The Community Arts Café is one of the more intriguing concert spaces in the region, ranking with Krankie’s and the Garage for off-beat eccentricity in Winston-Salem. Although located in the same down-town block of Fourth Street in Winston-Salem as the prestigious Stevens Center, the CAC has the cozy ambience of a cabaret or corner pub. Recently, it has been host to a number of intriguing concerts, including the unheralded but well attended tribute of James Houlik, saxophone, to UNCSA composer, Sherwood Schaffer.

Forecast Music presented works of seven composers, five from North Carolina and two – Kyong Mee Choi and Brian Baxter – from Chicago, winners of a Call for Scores sponsored by Forecast Music, an association of Triad musicians and composers drawn mostly from the faculties of the University of North Carolina in Greensboro and Wake Forest University, with a nod to North Carolina Central University and the University of North Carolina School of the Arts..
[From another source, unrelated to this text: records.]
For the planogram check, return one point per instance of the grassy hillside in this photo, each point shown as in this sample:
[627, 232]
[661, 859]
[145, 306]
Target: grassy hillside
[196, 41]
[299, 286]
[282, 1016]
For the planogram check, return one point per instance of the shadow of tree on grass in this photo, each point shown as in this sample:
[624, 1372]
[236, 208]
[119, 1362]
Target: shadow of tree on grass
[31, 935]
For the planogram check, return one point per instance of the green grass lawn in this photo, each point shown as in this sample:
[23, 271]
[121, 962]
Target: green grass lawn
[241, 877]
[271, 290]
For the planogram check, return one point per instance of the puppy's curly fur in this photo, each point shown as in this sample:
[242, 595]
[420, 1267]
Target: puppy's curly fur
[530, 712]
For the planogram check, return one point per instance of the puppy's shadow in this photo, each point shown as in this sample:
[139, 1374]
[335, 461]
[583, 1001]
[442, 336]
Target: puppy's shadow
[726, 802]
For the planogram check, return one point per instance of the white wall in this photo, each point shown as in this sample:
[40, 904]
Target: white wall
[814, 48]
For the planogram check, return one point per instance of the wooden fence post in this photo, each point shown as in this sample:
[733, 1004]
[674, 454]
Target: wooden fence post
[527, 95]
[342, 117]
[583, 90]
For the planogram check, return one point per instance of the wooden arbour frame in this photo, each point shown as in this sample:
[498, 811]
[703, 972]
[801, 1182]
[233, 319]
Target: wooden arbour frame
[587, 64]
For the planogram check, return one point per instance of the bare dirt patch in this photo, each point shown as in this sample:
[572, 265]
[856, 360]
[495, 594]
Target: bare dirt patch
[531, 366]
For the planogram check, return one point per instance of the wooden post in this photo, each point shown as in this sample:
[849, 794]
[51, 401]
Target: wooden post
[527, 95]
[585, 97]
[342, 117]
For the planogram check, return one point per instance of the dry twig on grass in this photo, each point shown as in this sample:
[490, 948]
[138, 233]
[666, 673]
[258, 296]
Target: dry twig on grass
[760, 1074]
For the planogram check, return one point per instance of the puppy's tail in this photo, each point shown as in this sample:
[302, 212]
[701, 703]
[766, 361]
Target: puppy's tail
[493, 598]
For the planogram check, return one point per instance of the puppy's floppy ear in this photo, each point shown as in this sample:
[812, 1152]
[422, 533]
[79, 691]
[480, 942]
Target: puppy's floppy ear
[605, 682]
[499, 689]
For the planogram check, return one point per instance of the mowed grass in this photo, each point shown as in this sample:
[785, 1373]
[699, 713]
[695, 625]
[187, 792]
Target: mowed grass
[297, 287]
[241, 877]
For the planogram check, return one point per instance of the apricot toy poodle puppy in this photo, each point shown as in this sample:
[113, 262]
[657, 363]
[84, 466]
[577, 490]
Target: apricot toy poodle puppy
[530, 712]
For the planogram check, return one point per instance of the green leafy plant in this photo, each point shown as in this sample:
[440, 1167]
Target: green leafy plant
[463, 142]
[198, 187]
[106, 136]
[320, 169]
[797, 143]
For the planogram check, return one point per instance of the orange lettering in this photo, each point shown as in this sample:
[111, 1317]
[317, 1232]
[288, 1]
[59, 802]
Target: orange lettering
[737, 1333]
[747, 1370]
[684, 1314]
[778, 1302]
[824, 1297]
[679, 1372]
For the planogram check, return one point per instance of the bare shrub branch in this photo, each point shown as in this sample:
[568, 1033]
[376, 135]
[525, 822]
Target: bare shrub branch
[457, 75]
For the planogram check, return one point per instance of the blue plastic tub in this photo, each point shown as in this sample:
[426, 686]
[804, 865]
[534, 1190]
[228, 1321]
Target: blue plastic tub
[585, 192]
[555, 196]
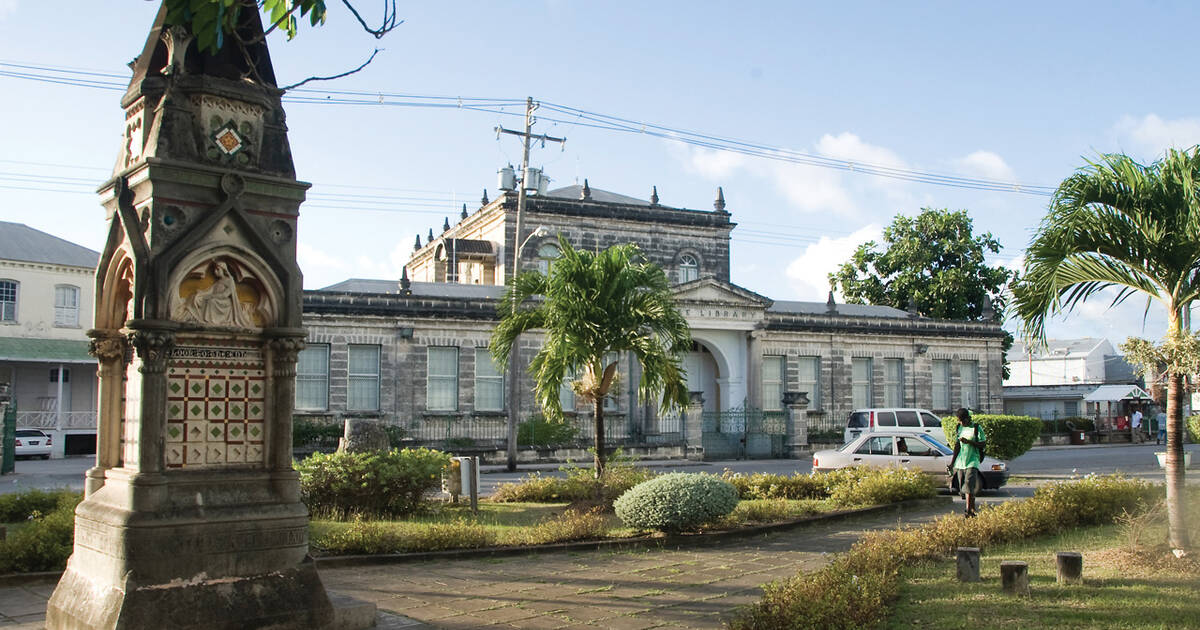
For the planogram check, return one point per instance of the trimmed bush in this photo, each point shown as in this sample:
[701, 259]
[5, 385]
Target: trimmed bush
[886, 485]
[43, 544]
[1008, 436]
[378, 484]
[19, 505]
[580, 485]
[858, 588]
[676, 502]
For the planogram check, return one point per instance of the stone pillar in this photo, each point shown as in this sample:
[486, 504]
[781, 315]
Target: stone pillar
[192, 517]
[967, 564]
[1071, 567]
[797, 403]
[694, 426]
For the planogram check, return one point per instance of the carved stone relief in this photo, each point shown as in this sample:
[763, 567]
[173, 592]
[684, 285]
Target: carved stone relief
[221, 292]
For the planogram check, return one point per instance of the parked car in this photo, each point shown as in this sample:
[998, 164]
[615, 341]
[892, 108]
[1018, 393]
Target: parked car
[903, 449]
[33, 443]
[891, 418]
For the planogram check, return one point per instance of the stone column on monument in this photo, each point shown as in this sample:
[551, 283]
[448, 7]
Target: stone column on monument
[694, 426]
[192, 517]
[797, 403]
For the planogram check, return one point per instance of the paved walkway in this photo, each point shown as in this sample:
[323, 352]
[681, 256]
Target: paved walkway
[695, 587]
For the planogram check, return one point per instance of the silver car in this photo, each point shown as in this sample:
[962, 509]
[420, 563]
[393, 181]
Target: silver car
[33, 443]
[901, 449]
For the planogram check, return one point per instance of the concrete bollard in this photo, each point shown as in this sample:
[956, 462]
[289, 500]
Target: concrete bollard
[1071, 567]
[969, 564]
[1014, 577]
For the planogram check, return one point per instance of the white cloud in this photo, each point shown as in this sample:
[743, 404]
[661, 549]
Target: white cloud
[985, 165]
[809, 274]
[1151, 136]
[851, 148]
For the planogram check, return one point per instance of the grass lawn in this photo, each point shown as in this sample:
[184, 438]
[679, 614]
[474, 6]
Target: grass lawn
[1121, 589]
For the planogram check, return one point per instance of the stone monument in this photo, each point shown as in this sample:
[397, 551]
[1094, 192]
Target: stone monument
[192, 515]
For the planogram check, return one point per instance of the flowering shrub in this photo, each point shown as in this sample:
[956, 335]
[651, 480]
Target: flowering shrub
[676, 502]
[376, 483]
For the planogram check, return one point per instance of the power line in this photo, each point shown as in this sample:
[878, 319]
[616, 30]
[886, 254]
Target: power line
[577, 117]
Composition styles ranged from romantic (Dan Locklair’s lengthy “Visions in the Haze”) to neo-country (Eric Schwartz’s “Scratch”) to obsessive (Leonard Mark Lewis’s “Led” [as in Zeppelin]). After a brief welcome by Forecast Music’s artistic director, Eric Schwartz, musicians Tadeu Coelho and Kris Keeton treated us to a duet for flutes and percussion, “Led,” by Mark Lewis. Most of the regular rapid percussion parts, played with great energy by Kris Keeton, were pitched (pipes or fight gongs). Though often the flute part was melodic, sometimes Coelho played a rapid succession of repeated notes, echoing the percussion. In the middle of the work, the flutist grabbed a double bass bow and played it on the suspended cymbal, usually an eerie effect. And at the end, both players played a rapid tattoo, a sort of percussion cadenza. It was a bright opening for a concert billed for one hour, but amply surpassing that!

The second work on the program was a pair of excerpts for solo piano from Bandaloop Dances by Lance Hulme, who played the two movements. The first, “Homo ludens” was indeed playful and the other excerpt, “Un’omaggio di Chiarina” (An Homage of Chiarina) meandered rhapsodically and thoughtfully, a bit in the manner of an unaustere Hindemith.

Kathleen Pierson composed Two Songs, the work that followed. “Between These Words” and “These Days” both give evocative and charming glimpses of a not so distant past, “swoon and faint . . . curtain rippled in the evening breeze.”  Clara O’Brien was the mezzo-soprano; her distinct enunciation made these songs a pleasure to hear. Jim Douglass was the excellent pianist, keeping the minimalist accompaniment low enough to accentuate the words of the songs.

Douglass was back in the next work, a dialogue between the piano and electronic media entitled “To Unformed,” referring to a passage the composer, Ms. Kyung Mee Choi, had read in a Tibetan treatise referring to “no death, no fear.”  Percussive effects “on tape” mingled white noise (and perhaps other hiss-like colored noise) with piano arpeggios, ripping up the piano, invariably ending on a high f#which the electronic part mimicked and complemented. I very much enjoyed the integration of the piano with the electronics and would like to hear more works of this young composer.

Eric Schwartz’s “Scratch” is a humorous work for solo violin with added text spoken by the soloist. Reminding me of some of Cathy Berberian’s works from the 1960s (Stripsody, in particular), the sentence “Men are like puppies; scratch the right spot and they are yours forever” is first delivered complete, then in fragments and out of order, much to our amusement. All the while our soloist, the excellent violinist Jacqui Carrasco, is playing the violin, mostly double stops, in a style reminiscent of bluegrass.

Dan Locklair’s “Visions in the Haze” was written in 1982 and dedicated to Pauline, now the composer’s wife. “Visions” is a romantic fantasy starting with a four-note impressionistic ostinato that moves through a phase of pentatonic development, culminating in a strong tritone moment. A change to a rocking compound meter moves us through a glissando to a suggestion of the initial mood. Pianist Louis Goldstein exhibited warm expressiveness and feeling while playing the entire work from memory.

Brian Baxter’s “Noise Pollution” takes its title from a situation outside his Chicago office where a sky-scraper was being dismantled to a constant rhythmic pounding and within his apartment where a remodeling project in the adjacent apartment resounded with insistent drilling and hammering. Kris Keeton returned to center stage as the percussive element; Tadeu Coelho, with carefully placed earplugs, returned with his flutes (soprano and alto) and Susan Fancher joined them with a pair of saxophones. This was an energetic and fascinating piece with thuds following thuds, bangs upon bangs, and clangs after clangs, each in its own rhythmic structure. A most fascinating moment near the end had flute and saxophone playing notes interspersed in a pointillist manner over the inexorable wrecking machine in the percussion. This was a fitting close to a most provocative concert.